The nonprofit fiscal watchdog State Budget Solutions has conducted an extensive analysis of state government finances. Reuters sums up the dismal findings:
State Budget Solutions combined states’ major debt and future liabilities, primarily for pensions and employee healthcare, unemployment insurance loans, outstanding bonds and projected fiscal 2011 budget gaps. It found that in total, states are in debt for $4.2 trillion.
Let that sink in. $4.2 trillion. In debt. And that’s only the state governments whose official financial calculations “…do not offer a full picture of the states’ liabilities and can rely on budget gimmicks and accounting games to hide the extent of the deficit.” Great.
True, Reuters points out that other estimates of state liabilities are lower: The American Enterprise Institute (AEI) puts public pension shortfalls at $2.8 trillion; the Pew Center on the States pegs pension liabilities at about $700 billion. And so on.

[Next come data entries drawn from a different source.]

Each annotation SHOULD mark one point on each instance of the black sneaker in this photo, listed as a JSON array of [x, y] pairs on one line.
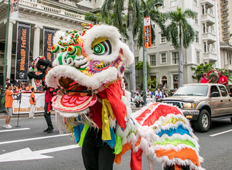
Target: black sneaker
[[50, 130], [46, 130]]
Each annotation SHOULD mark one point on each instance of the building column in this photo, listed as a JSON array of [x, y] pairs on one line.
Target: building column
[[36, 44], [9, 49], [171, 78]]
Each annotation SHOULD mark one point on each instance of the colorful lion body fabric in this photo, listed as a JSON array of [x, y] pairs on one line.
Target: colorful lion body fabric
[[90, 68]]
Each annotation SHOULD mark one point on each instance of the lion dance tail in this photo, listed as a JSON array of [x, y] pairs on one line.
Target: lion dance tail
[[162, 133]]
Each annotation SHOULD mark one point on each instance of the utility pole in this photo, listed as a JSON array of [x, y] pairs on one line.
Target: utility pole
[[5, 52], [144, 66]]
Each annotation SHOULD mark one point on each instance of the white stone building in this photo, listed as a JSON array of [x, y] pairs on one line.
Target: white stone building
[[39, 14], [164, 59]]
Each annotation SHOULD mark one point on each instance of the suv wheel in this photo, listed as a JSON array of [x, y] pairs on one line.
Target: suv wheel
[[172, 167], [203, 122]]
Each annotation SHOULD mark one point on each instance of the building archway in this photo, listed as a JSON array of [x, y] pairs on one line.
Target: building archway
[[164, 81]]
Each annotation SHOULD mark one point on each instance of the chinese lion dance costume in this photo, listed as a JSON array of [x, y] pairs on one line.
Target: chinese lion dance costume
[[90, 68]]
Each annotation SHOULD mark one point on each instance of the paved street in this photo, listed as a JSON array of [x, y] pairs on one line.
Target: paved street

But that is the truly frightening aspect of this whole debt crisis — no one seems to know how much is really owed. To put it in personal terms, if you knew you were in debt by $4 trillion, you’d be screwed, but at least you’d know how screwed you were. But if you owed so much money that a dozen different accountants couldn’t even agree on the amount, well, that’s a whole different kind of screwed, isn’t it?